2019年1月19日土曜日

【第922回】『タテ社会の人間社会』(中根千枝、講談社、1967年)


 社会学における古典的名著と呼ばれる一冊。出版から半世紀以上が過ぎたいま読んでも新鮮な感じを受けるのだからすごい。たしかに時代を経て日本社会は変化してきおり、明らかに古い印象を受ける箇所はある。しかし、日本社会を通底する「タテ社会」の本質は、今でも読者を魅了するだろう。

 一定の個人からなる社会集団の構成の要因を、きわめて抽象的にとらえると、二つの異なる原理ーー資格と場ーーが設定できる。すなわち、集団構成の第一条件が、それを構成する個人の「資格」の共通性にあるものと、「場」の共有によるものである。(26頁)

 様々な社会を比較した時に、資格と場の二つの要素の捉え方の度合いによって特徴が形成されるという。では日本社会はどうかというと、「日本人の集団意識は非常に場に置かれて」(28頁)いると著者は述べる。これは企業組織を想起すればわかりやすい。

 欧米の企業では職種に対する専門性が求められ、一つの職種でキャリアをすすめるのに対して、日本の企業ではその企業組織に求められる特殊知識が求められジョブローテーションで異なる部門での業務を経験する。その結果として、同じ企業に属する社員同士の精神的結びつきが強くなり、同じ職種でも他社の人々との交流は限定的である。

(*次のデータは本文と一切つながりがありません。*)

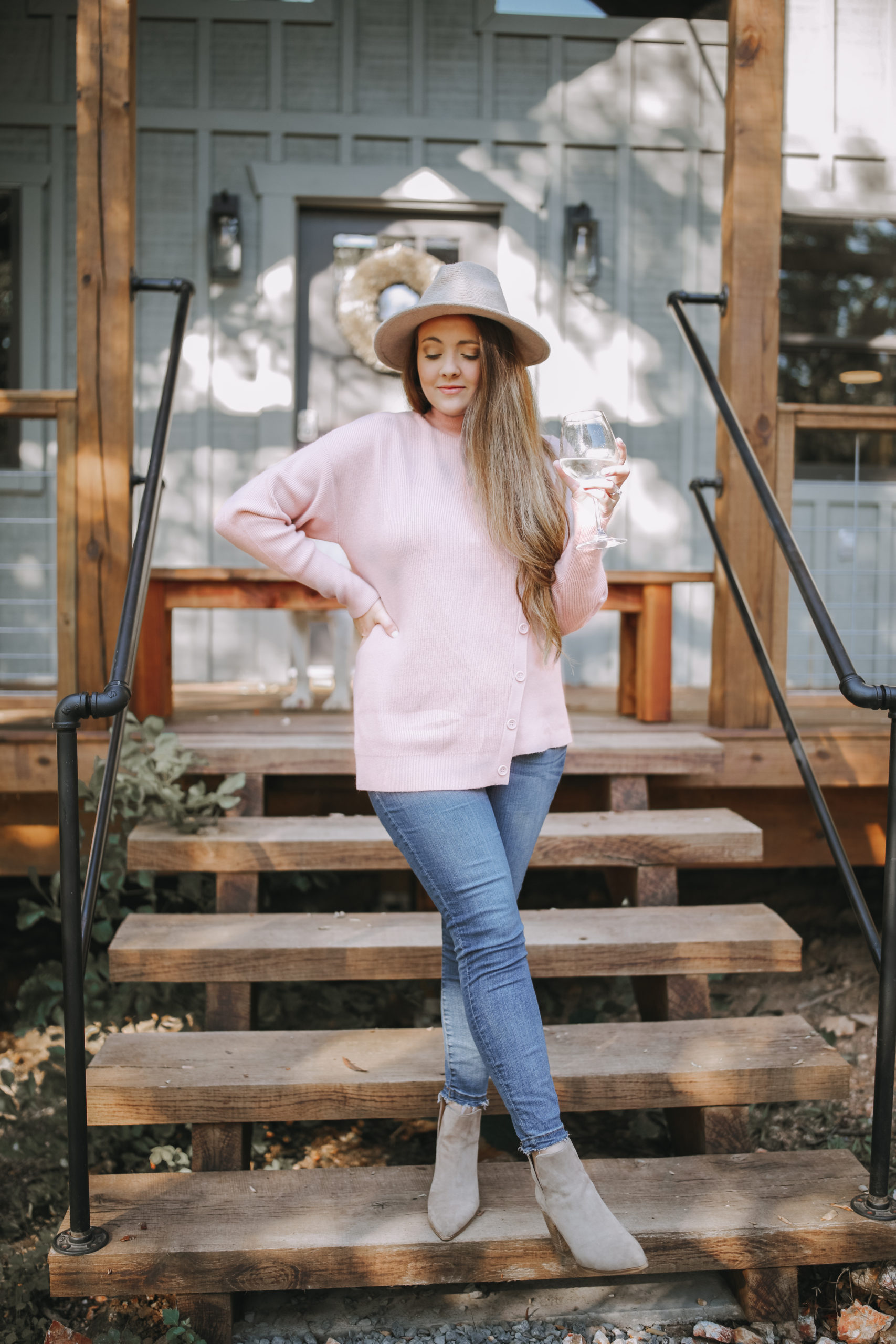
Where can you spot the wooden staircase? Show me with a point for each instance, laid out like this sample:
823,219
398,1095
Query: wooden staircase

もちろん、時代を経るに従ってその度合いは変わってきているが、今でもこのような特徴は残っていると言えるだろう。

 年功序列制というのは、勤続年数に応じて、地位や賃金体系が設定されている明確な制度であるが、このように制度化されなくとも、日本のどのような分野における社会集団においても、入団してからの年数というものが、その集団内における個人の位置・発言権・権力行使に大きく影響しているのがつねである。いいかえれば、個人の集団成員との実際の接触の長さ自体が個人の社会的資本となっているのである。しかし、その資本は他の集団に転用できないものであるから、集団をAからBに変わるということは、個人にとって非常な損失となる。(55頁)

 場の共有に意識が置かれる帰結として、実質的な年功序列制が組織の原理として導入されると著者は指摘する。つまり、場をいかに共有したかという点に価値があるため、長くその場にいて場における分脈や歴史を理解していることが組織でうまく機能する条件となるのである。

 「ヨコ」の関係は、理論的にカースト、階級的なものに発展し、「タテ」の関係は親分・子分関係、官僚組織によって象徴される。(71頁)

 年功序列制は、序列に従った力関係を導きながらも、組織を構成する人々の間に情緒的な関係が築かれる。「同じ釜の飯を食べる仲」という、苦楽をともにしながら同じ目的に向かって進む強固な組織となる面がある。

 日本人の人間関係のあり方、それによってできる「タテ」の組織は、必然的に、将校とか、大学教授、労働者などという共通の資格というものを基盤としたグループ意識を非常に弱める結果となっている。この内部構造からくる同類意識の薄弱性は、社会集団が枠によってできるため、自己の集団外にある同類とも袂を分かっていることと相まって、いっそう弱体化されている。ここに同類意識に代わって登場するのがいわゆる同族(一族郎党的な)意識である。(93~94頁)

 他方で、「タテ」の組織は親分・子分といった内側の論理に固執し、外に対して閉じた頑なな態度にも繋がりかねない。この傾向は、排外的かつ敵対的なものにすらなる可能性を有していることに留意が必要であろう。